Can the cohomology ring of the two-fold torus be calculated abstractly? In our lectures, we are given an unusual definition of cohomology and cup products which makes explicit calculations a bit tedious (that is, even more tedious than usual).
For the $n$- and $m$-spheres $S^n$ and $S^m$, I know that there’s an isomorphism of rings
$$H^•(S^n×S^m) \overset \simeq \longrightarrow H^•(S^n) \otimes H^•(S^m).$$
Can I use merely this fact, and other basic facts about cohomology like the Mayer–Vietoris sequence, Poincaré duality and the functoriality of cohomology to actually calculate the cohomology of the two-fold torus?
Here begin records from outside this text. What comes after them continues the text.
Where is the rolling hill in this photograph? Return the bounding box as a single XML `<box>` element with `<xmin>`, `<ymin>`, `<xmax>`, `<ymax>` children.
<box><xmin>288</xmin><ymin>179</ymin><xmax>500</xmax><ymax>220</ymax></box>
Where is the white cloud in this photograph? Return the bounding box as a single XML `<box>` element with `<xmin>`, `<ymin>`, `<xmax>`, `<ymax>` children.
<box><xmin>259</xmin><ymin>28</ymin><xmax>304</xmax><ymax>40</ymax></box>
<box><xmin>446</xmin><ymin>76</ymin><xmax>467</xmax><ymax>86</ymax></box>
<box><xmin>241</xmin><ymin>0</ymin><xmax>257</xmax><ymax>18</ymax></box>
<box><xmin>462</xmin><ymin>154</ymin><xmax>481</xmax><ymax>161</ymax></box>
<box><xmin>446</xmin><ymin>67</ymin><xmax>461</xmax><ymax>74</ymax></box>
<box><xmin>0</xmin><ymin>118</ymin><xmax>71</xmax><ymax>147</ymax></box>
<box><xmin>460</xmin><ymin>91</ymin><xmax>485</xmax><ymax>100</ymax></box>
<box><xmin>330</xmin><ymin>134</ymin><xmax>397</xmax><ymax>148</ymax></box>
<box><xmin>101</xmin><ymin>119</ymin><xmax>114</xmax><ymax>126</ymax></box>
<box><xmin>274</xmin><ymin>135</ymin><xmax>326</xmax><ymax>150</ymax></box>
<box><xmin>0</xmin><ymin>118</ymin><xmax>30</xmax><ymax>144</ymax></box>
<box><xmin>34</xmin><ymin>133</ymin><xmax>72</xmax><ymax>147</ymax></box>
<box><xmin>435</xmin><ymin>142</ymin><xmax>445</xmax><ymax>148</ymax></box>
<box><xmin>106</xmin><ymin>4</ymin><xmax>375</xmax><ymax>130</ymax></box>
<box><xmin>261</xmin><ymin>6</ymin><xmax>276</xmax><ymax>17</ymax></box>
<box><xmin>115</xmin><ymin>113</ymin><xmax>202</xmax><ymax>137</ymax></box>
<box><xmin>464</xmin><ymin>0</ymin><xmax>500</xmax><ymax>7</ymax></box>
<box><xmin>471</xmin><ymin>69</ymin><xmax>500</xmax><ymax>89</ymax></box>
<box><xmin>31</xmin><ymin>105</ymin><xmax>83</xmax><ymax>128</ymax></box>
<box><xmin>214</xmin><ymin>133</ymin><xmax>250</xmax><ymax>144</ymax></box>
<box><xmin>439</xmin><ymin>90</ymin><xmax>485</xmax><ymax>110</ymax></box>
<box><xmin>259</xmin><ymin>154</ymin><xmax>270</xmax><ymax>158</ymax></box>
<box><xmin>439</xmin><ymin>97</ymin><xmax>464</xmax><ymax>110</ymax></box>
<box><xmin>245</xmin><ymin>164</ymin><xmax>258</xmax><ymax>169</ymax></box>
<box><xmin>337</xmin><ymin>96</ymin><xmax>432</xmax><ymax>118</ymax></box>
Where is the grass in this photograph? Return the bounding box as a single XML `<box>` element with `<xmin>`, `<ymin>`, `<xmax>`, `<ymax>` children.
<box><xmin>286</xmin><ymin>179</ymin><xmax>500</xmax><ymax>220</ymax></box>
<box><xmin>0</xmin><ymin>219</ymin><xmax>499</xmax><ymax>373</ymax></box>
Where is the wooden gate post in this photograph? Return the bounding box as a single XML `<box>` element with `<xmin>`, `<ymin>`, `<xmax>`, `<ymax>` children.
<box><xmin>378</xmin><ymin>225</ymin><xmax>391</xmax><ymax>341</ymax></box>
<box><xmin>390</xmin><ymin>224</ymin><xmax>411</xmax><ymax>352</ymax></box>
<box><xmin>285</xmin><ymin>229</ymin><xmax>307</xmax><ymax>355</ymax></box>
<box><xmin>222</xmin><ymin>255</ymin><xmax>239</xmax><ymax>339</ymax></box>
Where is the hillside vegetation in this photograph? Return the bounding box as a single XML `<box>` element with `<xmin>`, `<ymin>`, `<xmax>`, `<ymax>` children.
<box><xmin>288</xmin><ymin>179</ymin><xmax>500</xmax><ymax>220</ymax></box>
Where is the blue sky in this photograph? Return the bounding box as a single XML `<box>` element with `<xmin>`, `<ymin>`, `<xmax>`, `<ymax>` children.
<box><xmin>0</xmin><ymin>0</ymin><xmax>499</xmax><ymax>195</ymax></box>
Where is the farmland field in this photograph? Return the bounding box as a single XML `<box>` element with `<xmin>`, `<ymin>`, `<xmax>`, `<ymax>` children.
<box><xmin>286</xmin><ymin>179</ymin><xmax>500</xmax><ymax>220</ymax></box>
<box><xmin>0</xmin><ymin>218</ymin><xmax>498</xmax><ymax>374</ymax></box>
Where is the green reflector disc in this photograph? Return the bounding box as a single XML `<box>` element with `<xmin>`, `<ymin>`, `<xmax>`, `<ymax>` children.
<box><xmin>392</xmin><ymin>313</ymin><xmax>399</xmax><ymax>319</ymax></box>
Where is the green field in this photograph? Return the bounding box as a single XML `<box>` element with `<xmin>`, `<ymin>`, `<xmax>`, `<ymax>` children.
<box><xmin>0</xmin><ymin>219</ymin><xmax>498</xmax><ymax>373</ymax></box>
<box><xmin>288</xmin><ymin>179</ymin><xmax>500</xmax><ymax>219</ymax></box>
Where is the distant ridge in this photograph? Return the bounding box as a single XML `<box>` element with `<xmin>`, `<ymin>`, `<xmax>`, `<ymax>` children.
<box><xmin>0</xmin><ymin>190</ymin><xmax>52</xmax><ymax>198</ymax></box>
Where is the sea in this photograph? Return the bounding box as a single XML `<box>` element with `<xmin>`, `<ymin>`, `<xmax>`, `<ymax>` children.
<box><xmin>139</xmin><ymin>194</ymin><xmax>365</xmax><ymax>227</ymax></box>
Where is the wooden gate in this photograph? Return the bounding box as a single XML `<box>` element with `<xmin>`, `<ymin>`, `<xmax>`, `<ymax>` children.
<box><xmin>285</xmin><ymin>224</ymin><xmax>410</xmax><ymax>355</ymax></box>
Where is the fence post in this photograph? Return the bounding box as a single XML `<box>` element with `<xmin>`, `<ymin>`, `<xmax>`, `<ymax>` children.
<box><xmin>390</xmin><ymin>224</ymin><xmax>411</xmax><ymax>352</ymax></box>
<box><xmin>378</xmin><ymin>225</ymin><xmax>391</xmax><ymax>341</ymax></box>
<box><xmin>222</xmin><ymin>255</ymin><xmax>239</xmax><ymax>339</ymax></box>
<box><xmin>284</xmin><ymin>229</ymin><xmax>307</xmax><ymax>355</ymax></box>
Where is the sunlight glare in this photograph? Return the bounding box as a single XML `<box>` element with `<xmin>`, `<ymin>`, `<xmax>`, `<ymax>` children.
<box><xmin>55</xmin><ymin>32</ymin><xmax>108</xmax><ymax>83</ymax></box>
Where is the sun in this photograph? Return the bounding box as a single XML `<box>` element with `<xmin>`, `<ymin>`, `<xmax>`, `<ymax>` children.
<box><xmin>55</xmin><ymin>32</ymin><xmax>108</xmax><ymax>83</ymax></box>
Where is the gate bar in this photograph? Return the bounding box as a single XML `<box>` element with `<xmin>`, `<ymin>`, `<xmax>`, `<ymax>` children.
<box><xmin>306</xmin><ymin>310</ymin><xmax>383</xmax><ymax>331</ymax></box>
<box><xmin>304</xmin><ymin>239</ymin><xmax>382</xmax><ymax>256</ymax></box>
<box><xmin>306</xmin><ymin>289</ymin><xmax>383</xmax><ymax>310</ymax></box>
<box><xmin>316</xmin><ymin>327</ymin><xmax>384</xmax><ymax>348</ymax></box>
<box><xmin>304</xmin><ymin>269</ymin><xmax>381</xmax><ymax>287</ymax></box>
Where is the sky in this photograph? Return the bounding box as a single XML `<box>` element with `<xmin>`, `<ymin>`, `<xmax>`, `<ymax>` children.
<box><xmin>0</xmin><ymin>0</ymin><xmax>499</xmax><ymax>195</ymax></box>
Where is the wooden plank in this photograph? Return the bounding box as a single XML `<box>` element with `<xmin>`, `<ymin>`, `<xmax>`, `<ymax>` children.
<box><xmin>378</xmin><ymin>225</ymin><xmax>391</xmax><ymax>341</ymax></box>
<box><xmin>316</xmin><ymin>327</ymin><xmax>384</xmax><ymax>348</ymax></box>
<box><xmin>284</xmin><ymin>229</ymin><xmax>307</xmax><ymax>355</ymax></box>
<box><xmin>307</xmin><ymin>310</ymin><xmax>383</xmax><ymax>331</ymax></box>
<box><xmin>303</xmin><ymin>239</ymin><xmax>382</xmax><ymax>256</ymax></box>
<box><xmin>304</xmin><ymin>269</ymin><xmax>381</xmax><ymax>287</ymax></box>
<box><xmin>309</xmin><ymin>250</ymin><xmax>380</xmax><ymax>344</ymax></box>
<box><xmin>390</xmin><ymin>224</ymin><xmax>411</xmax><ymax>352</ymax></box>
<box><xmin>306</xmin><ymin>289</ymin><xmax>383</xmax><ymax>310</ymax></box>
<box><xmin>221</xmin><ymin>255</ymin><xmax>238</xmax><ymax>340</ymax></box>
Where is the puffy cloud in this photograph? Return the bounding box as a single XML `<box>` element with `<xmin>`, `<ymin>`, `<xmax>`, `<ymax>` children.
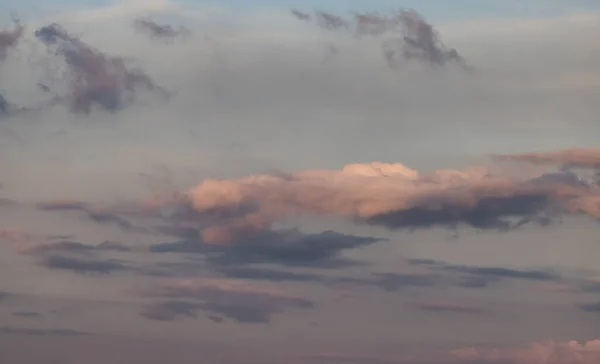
<box><xmin>139</xmin><ymin>278</ymin><xmax>315</xmax><ymax>323</ymax></box>
<box><xmin>177</xmin><ymin>162</ymin><xmax>594</xmax><ymax>244</ymax></box>
<box><xmin>33</xmin><ymin>23</ymin><xmax>169</xmax><ymax>114</ymax></box>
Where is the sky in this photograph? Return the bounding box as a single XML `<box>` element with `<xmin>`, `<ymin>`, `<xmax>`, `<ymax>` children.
<box><xmin>0</xmin><ymin>0</ymin><xmax>600</xmax><ymax>363</ymax></box>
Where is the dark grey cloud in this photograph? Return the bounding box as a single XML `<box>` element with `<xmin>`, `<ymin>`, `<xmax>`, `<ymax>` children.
<box><xmin>0</xmin><ymin>291</ymin><xmax>9</xmax><ymax>300</ymax></box>
<box><xmin>141</xmin><ymin>281</ymin><xmax>315</xmax><ymax>324</ymax></box>
<box><xmin>12</xmin><ymin>311</ymin><xmax>44</xmax><ymax>319</ymax></box>
<box><xmin>291</xmin><ymin>8</ymin><xmax>469</xmax><ymax>70</ymax></box>
<box><xmin>372</xmin><ymin>273</ymin><xmax>439</xmax><ymax>291</ymax></box>
<box><xmin>38</xmin><ymin>254</ymin><xmax>130</xmax><ymax>274</ymax></box>
<box><xmin>133</xmin><ymin>18</ymin><xmax>191</xmax><ymax>41</ymax></box>
<box><xmin>150</xmin><ymin>229</ymin><xmax>383</xmax><ymax>268</ymax></box>
<box><xmin>442</xmin><ymin>265</ymin><xmax>559</xmax><ymax>281</ymax></box>
<box><xmin>0</xmin><ymin>20</ymin><xmax>23</xmax><ymax>60</ymax></box>
<box><xmin>580</xmin><ymin>301</ymin><xmax>600</xmax><ymax>312</ymax></box>
<box><xmin>37</xmin><ymin>201</ymin><xmax>146</xmax><ymax>233</ymax></box>
<box><xmin>365</xmin><ymin>193</ymin><xmax>552</xmax><ymax>232</ymax></box>
<box><xmin>33</xmin><ymin>23</ymin><xmax>169</xmax><ymax>114</ymax></box>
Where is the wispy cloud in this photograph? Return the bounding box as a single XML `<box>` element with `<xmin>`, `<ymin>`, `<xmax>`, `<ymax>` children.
<box><xmin>139</xmin><ymin>278</ymin><xmax>315</xmax><ymax>323</ymax></box>
<box><xmin>33</xmin><ymin>22</ymin><xmax>169</xmax><ymax>114</ymax></box>
<box><xmin>291</xmin><ymin>8</ymin><xmax>470</xmax><ymax>70</ymax></box>
<box><xmin>133</xmin><ymin>18</ymin><xmax>191</xmax><ymax>41</ymax></box>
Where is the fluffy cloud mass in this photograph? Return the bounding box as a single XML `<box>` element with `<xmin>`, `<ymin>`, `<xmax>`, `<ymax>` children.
<box><xmin>164</xmin><ymin>159</ymin><xmax>596</xmax><ymax>244</ymax></box>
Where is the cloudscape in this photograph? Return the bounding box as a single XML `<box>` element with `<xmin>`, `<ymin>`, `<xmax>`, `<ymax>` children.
<box><xmin>0</xmin><ymin>0</ymin><xmax>599</xmax><ymax>363</ymax></box>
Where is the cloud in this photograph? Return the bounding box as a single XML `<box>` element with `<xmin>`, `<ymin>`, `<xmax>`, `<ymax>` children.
<box><xmin>494</xmin><ymin>148</ymin><xmax>600</xmax><ymax>170</ymax></box>
<box><xmin>580</xmin><ymin>302</ymin><xmax>600</xmax><ymax>312</ymax></box>
<box><xmin>370</xmin><ymin>273</ymin><xmax>439</xmax><ymax>291</ymax></box>
<box><xmin>27</xmin><ymin>240</ymin><xmax>131</xmax><ymax>255</ymax></box>
<box><xmin>0</xmin><ymin>20</ymin><xmax>24</xmax><ymax>61</ymax></box>
<box><xmin>37</xmin><ymin>200</ymin><xmax>146</xmax><ymax>232</ymax></box>
<box><xmin>0</xmin><ymin>291</ymin><xmax>9</xmax><ymax>300</ymax></box>
<box><xmin>139</xmin><ymin>278</ymin><xmax>315</xmax><ymax>323</ymax></box>
<box><xmin>162</xmin><ymin>162</ymin><xmax>595</xmax><ymax>244</ymax></box>
<box><xmin>33</xmin><ymin>22</ymin><xmax>169</xmax><ymax>114</ymax></box>
<box><xmin>150</xmin><ymin>229</ymin><xmax>382</xmax><ymax>268</ymax></box>
<box><xmin>133</xmin><ymin>18</ymin><xmax>191</xmax><ymax>41</ymax></box>
<box><xmin>0</xmin><ymin>327</ymin><xmax>90</xmax><ymax>336</ymax></box>
<box><xmin>442</xmin><ymin>265</ymin><xmax>559</xmax><ymax>281</ymax></box>
<box><xmin>38</xmin><ymin>254</ymin><xmax>130</xmax><ymax>274</ymax></box>
<box><xmin>291</xmin><ymin>9</ymin><xmax>469</xmax><ymax>70</ymax></box>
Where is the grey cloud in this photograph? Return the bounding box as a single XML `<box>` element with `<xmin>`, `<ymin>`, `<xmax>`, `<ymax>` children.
<box><xmin>372</xmin><ymin>273</ymin><xmax>439</xmax><ymax>291</ymax></box>
<box><xmin>292</xmin><ymin>8</ymin><xmax>469</xmax><ymax>69</ymax></box>
<box><xmin>365</xmin><ymin>193</ymin><xmax>552</xmax><ymax>232</ymax></box>
<box><xmin>0</xmin><ymin>291</ymin><xmax>9</xmax><ymax>300</ymax></box>
<box><xmin>442</xmin><ymin>265</ymin><xmax>559</xmax><ymax>281</ymax></box>
<box><xmin>133</xmin><ymin>18</ymin><xmax>191</xmax><ymax>41</ymax></box>
<box><xmin>140</xmin><ymin>301</ymin><xmax>201</xmax><ymax>321</ymax></box>
<box><xmin>0</xmin><ymin>20</ymin><xmax>23</xmax><ymax>61</ymax></box>
<box><xmin>407</xmin><ymin>258</ymin><xmax>560</xmax><ymax>288</ymax></box>
<box><xmin>33</xmin><ymin>23</ymin><xmax>169</xmax><ymax>114</ymax></box>
<box><xmin>29</xmin><ymin>240</ymin><xmax>130</xmax><ymax>255</ymax></box>
<box><xmin>150</xmin><ymin>229</ymin><xmax>383</xmax><ymax>268</ymax></box>
<box><xmin>141</xmin><ymin>280</ymin><xmax>315</xmax><ymax>324</ymax></box>
<box><xmin>37</xmin><ymin>201</ymin><xmax>146</xmax><ymax>233</ymax></box>
<box><xmin>494</xmin><ymin>148</ymin><xmax>600</xmax><ymax>170</ymax></box>
<box><xmin>580</xmin><ymin>302</ymin><xmax>600</xmax><ymax>312</ymax></box>
<box><xmin>38</xmin><ymin>254</ymin><xmax>130</xmax><ymax>274</ymax></box>
<box><xmin>0</xmin><ymin>327</ymin><xmax>90</xmax><ymax>336</ymax></box>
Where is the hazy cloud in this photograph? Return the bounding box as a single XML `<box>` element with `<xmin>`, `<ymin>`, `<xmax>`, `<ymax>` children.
<box><xmin>140</xmin><ymin>278</ymin><xmax>315</xmax><ymax>323</ymax></box>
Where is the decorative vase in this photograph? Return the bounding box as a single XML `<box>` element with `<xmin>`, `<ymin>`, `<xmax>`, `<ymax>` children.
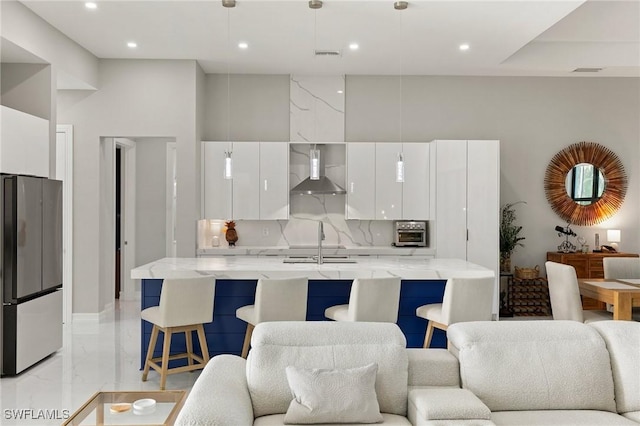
<box><xmin>225</xmin><ymin>220</ymin><xmax>238</xmax><ymax>247</ymax></box>
<box><xmin>500</xmin><ymin>255</ymin><xmax>511</xmax><ymax>274</ymax></box>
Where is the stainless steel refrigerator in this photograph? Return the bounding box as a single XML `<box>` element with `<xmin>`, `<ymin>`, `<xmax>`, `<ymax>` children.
<box><xmin>1</xmin><ymin>175</ymin><xmax>63</xmax><ymax>375</ymax></box>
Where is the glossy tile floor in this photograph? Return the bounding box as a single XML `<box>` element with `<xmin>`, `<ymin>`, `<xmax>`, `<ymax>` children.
<box><xmin>0</xmin><ymin>301</ymin><xmax>200</xmax><ymax>426</ymax></box>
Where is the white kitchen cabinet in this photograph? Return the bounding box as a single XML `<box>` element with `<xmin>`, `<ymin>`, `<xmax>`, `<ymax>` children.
<box><xmin>375</xmin><ymin>143</ymin><xmax>403</xmax><ymax>220</ymax></box>
<box><xmin>345</xmin><ymin>142</ymin><xmax>431</xmax><ymax>221</ymax></box>
<box><xmin>434</xmin><ymin>139</ymin><xmax>500</xmax><ymax>312</ymax></box>
<box><xmin>202</xmin><ymin>141</ymin><xmax>288</xmax><ymax>220</ymax></box>
<box><xmin>435</xmin><ymin>140</ymin><xmax>467</xmax><ymax>259</ymax></box>
<box><xmin>260</xmin><ymin>142</ymin><xmax>289</xmax><ymax>220</ymax></box>
<box><xmin>346</xmin><ymin>143</ymin><xmax>375</xmax><ymax>220</ymax></box>
<box><xmin>402</xmin><ymin>143</ymin><xmax>430</xmax><ymax>220</ymax></box>
<box><xmin>202</xmin><ymin>142</ymin><xmax>232</xmax><ymax>219</ymax></box>
<box><xmin>232</xmin><ymin>142</ymin><xmax>260</xmax><ymax>220</ymax></box>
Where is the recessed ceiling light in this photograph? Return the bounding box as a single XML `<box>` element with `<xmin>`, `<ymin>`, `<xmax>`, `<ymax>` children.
<box><xmin>238</xmin><ymin>42</ymin><xmax>249</xmax><ymax>49</ymax></box>
<box><xmin>349</xmin><ymin>43</ymin><xmax>359</xmax><ymax>50</ymax></box>
<box><xmin>337</xmin><ymin>90</ymin><xmax>344</xmax><ymax>94</ymax></box>
<box><xmin>127</xmin><ymin>42</ymin><xmax>137</xmax><ymax>48</ymax></box>
<box><xmin>85</xmin><ymin>2</ymin><xmax>97</xmax><ymax>9</ymax></box>
<box><xmin>459</xmin><ymin>43</ymin><xmax>470</xmax><ymax>51</ymax></box>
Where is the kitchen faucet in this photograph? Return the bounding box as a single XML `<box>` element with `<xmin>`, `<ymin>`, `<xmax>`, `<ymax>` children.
<box><xmin>317</xmin><ymin>221</ymin><xmax>325</xmax><ymax>265</ymax></box>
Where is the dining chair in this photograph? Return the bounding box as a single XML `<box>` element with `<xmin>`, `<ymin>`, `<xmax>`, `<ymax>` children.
<box><xmin>603</xmin><ymin>257</ymin><xmax>640</xmax><ymax>320</ymax></box>
<box><xmin>416</xmin><ymin>276</ymin><xmax>494</xmax><ymax>348</ymax></box>
<box><xmin>141</xmin><ymin>276</ymin><xmax>216</xmax><ymax>390</ymax></box>
<box><xmin>603</xmin><ymin>257</ymin><xmax>640</xmax><ymax>280</ymax></box>
<box><xmin>236</xmin><ymin>277</ymin><xmax>309</xmax><ymax>358</ymax></box>
<box><xmin>545</xmin><ymin>261</ymin><xmax>611</xmax><ymax>323</ymax></box>
<box><xmin>324</xmin><ymin>277</ymin><xmax>401</xmax><ymax>323</ymax></box>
What other  facts would I need?
 A: (It is not clear to me what you mean by "abstractly", I take this to mean "using general principles alone", which is only slightly less ambiguous.)
In any case, I propose the following. Our double torus is the connected sum $T^2\# T^2$ (where as usual $T^2=S^1\times S^1$).


*

*There is a general description of $H^\ast(M\# N)$ (with $M$ and $N$ oriented manifolds) in terms of $H^\ast(M)$ and $H^\ast(N)$, which is described in detail for instance here. I think that this can be regarded as a basic fact about cohomology, in fact much more basic than e.g. Poincaré duality. 

*Using the description in 1, we are left with the task of calculating the cohomology ring $H^\ast(T^2)$. But as you say, Künneth's theorem gives $H^\ast(T^2)=H^\ast(S^1)\otimes H^\ast(S^1)=\bigwedge_{\mathbf{Z}}[x,y]$ with $x$ and $y$ in degree $1$. (The description of the cohomology ring of the spheres is obvious.)
It is possible, using simplicial cohomology, to describe the cohomology ring of the double torus using only the definition. This is done for instance in Hatcher's algebraic topology (page 207, Example 3.7). But I regard the approach above as more satisfactory, and I think it would be misleading to think that using the definition alone is the way to do these kinds of computations in general; in my opinion, if one does a generic computation with (co-)homology, one cannot do a lot using the definition alone.
A: I think Qiaochu Yuan's post (https://qchu.wordpress.com/2013/10/12/the-cohomology-of-the-n-torus/) is quite relevant. In particular the first part gives a derivation of the cohomology (group) of the $n$-torus using Mayer–Vietoris . Of course you need more tools to compute the ring structure, but I think Qiaochu did a quite good job at elaborating it as well. So I feel an answer by me might be simply duplicating some parts of what he did. Of course you can use Poincare duality, but the computation of the homology groups takes some effort if you just use Mayer–Vietoris or long exact sequence.